The government’s reaction:

“These medallions are public assets. The value belongs to the people of San Francisco for the benefit of the transportation system.”
– Ed Reiskin, San Francisco Municipal Transportation Agency Director

“I really hope we keep the medallion system and get rid of ride-sharing apps.”
– No one who uses San Francisco Municipal Transportation, ever

Read more on priceonomics »

Legal Issues with peer-to-peer Ridesharing

Peer-to-peer ridesharing company Tickengo has retained former San Francisco mayor Willie Brown to serve as their legal council in dealing with the cease-and-desist letters that the California Public Utilities Commission (CPUC) has been sending lately. According to Forbes, Brown is suggesting that it be legal for private citizens to offer peer-to-peer rides in their car and collect “donations” for this up to a maximum of the full cost of car ownership. AAA puts this at $8,776/year for an “Average Sedan” in an average location. As soon as drivers earn more than this in a year, they would become illegal under Brown’s proposed rules.
There are a few problems with this approach:

  • Will users with more expensive cars (which cost more to own) be allowed to drive more than users with smaller, less expensive cars?
  • Owning a car in a dense metropolitan area can be significantly more expensive than average, with parking and insurance costs being higher
  • What if a driver owns more than one car? Will they be allowed to use one car up to the $8,776/year and then switch to their second car?
  • Will this maximum apply to the driver or the car? Can the same car be used by someone else to achieve their yearly maximum?

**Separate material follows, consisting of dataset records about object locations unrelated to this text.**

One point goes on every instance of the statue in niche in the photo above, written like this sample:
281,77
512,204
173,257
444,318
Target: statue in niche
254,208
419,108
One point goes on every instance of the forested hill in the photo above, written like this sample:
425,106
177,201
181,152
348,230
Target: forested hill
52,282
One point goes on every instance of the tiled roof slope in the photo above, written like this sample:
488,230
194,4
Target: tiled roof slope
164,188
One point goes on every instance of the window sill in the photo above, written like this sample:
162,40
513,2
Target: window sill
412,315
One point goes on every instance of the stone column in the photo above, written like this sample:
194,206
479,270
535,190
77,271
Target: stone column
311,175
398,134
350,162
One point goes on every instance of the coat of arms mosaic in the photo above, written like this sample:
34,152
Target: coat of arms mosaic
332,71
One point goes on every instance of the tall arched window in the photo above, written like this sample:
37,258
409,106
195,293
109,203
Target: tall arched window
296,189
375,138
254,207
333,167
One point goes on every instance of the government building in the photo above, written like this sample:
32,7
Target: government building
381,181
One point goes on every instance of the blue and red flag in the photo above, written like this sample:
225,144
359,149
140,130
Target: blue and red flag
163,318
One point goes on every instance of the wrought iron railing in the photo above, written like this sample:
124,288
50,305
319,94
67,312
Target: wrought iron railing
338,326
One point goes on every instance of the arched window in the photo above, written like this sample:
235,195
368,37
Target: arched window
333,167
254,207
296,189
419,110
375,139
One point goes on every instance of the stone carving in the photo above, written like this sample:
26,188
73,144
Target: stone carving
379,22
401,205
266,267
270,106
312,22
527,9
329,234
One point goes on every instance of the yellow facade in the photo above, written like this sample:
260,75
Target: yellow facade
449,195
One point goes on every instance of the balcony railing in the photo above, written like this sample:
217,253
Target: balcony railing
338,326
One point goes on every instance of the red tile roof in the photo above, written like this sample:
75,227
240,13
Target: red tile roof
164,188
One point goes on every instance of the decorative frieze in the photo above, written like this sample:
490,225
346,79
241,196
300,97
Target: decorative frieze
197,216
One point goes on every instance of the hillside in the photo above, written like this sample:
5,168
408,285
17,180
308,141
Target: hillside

Tickengo competitors Lyft and Sidecar did not follow the CPUC’s cease-and-desist letter (and $20,000 fine) arguing that the they don’t actually operate the cars or employ the drivers. These are just technology companies matching people up for carpooling (much like the government sponsored 511 Ridematch attempts to do). Tickengo removed its “instant ride feature” and the CPUC subsequently dropped the cease-and-desist. Lyft announced today that they have reached an interim agreement with the CPUC that allows them to operate while the CPUC debates rulemaking for ridesharing in California. (see official letter)

The CPUC doesn’t regulate “passenger vehicles carrying passengers on a noncommercial basis” – so the question is whether or not peer-to-peer ridesharing is commercial. If it turns out that matching up drivers and riders is illegal this may also imply that the Bay Area’s casual carpool is also illegal. It may also mean hiring a Task Rabbit or Exec to drive you somewhere isn’t allowed either.

Tickengo currently supports trips in six other non-california cities as well as Los Angeles, so even if ridesharing is declared illegal in California it can stil flourish elsewhere. However, given San Francisco’s compactness and high proportion of tech early-adopters, not allowing innovative transportation to operate in California would make it more difficult for services like Tickengo, Sidecar and Lyft to get off the ground.

If you haven’t yet tried peer-to-peer ridesharing, give it a try. A high-quality ride with reliable pickup, and the suggested donations end up being less-than-taxi prices.